5. Determine the objectives
Once the current position is established, a firm should set measurable
data quality goals, either in terms of percentages levels or monetary
values. For example, a firm could try to halve its overall data
quality indicator from 5% to 3%, or it could try to reduce its
data quality related losses from £2 million per annum to
£500,000 per annum. Since it may be difficult to set a single
data quality rate, one approach is to classify the criticality
of data and set targets for each class. Table 5 demonstrates this
concept.
Class of Data Elements | Current Quality Level* | Target Quality Level* |
Critical (eg social security number) |
97.6% | 99.9% |
Customer Service Related (eg address) |
93.2% | 98.0% |
Marketing Related (eg residence type) |
53.1% | 80.0% |
Several factors will influence the setting of goals, particularly
the overriding corporate priority assigned to objectives such
as:
_ Cost reduction: a prime goal may be to target quality problems that bring the greatest payback in terms of reduced cost. Since the frequency/level and cost of individual problem types/dimensions have been calculated, focussing on the key areas for improvement presents few problems.
_ Ease of improvement: certain problems may be fixed quickly, for example, adding range checks on input screens. Other problems may require more involved and prolonged implementation, for example, the introduction of a data quality tool. Quick fixes have the advantage of helping to demonstrate to management the tangible value of the data quality project.

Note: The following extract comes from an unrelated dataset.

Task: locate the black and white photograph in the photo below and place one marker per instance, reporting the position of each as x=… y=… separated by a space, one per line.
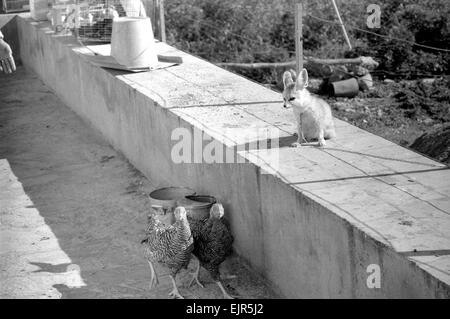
x=217 y=155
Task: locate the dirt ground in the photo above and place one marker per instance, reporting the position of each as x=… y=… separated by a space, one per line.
x=93 y=201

_ Competitive Factors: another major goal will be to achieve corporate customer service or product quality goals, usually with reference to competitive position or industry norms. If the link between data quality and service/product quality is well understood, or at least can be estimated, quality levels can be set based on this relationship.

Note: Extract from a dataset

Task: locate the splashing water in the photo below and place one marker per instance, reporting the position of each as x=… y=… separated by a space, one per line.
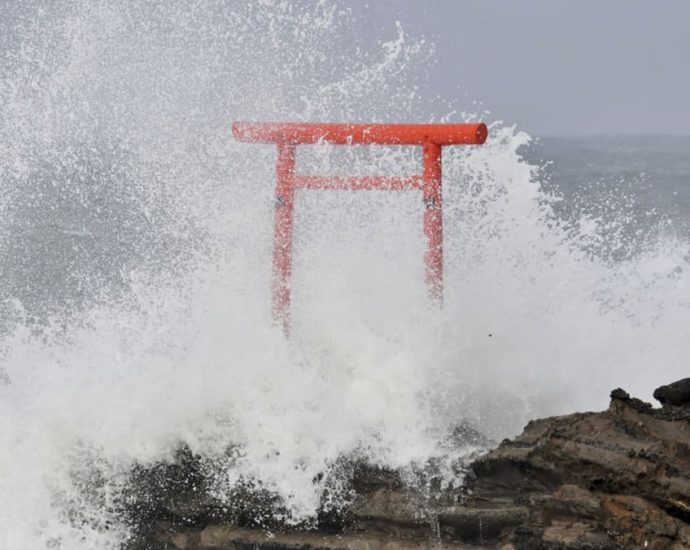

_ Regulation and risk: if a certain class of problems is likely to expose the corporation to regulatory or serious financial risk, then obviously these data quality issues would be tackled first.
_ Differing business need: an enterprise may run several business
lines and these may be more or less sensitive to data quality
levels. The business with higher dependence on accurate data would
be the obvious consideration for constructing the objective.
During the implementation stages, these goals should be tracked
closely, so that progress is known, and focus is not lost on the
rasion d'etre of the data quality system.
6. Obtain management and employee commitment
The success of any project depends on the backing of senior business
management and employee buy-in. Often senior managers will not
have a ready appreciation of data quality, either because data
quality is too "technical", too abstract or has not
been publicized enough in business magazines and literature. However,
because poor data quality can be translated into losses (monetary,
goodwill, sales opportunity) it should be relatively easy to persuade
business managers that some action should be taken.
Likewise, cast in terms of improved customer service, raised morale,
and competitive advantage, it should be easy to sell data quality
to employees. This buy-in is enhanced, and the data quality system
much improved, if line staff are involved during the project.
The most persusive statistics are the outputs of the step to establish
the current data quality position since these will quantify the
effects of doing nothing. This can highlight, in tangible and
easily understandable terms, the effect of data quality on that
corporation.
7. Conclusions
Based on my experience, practice and research into data quality,
I have recommmended four steps to initiate the implementation
of a successful data quality effort: (i) establish data quality
position, (ii) formulate a data quality policy, (iii) determine
objectives and (iv) obtain management and employee commitment.
For each of these steps I have highlighted some of the stumbling
blocks and success factors that could make or break a data quality
project. Establishing a data quality system - a process that executes
the measurement, analysis and improvement of data quality - is
a leap forwards for companies grappling with poor data management.
The preparatory activites described here make that task easier.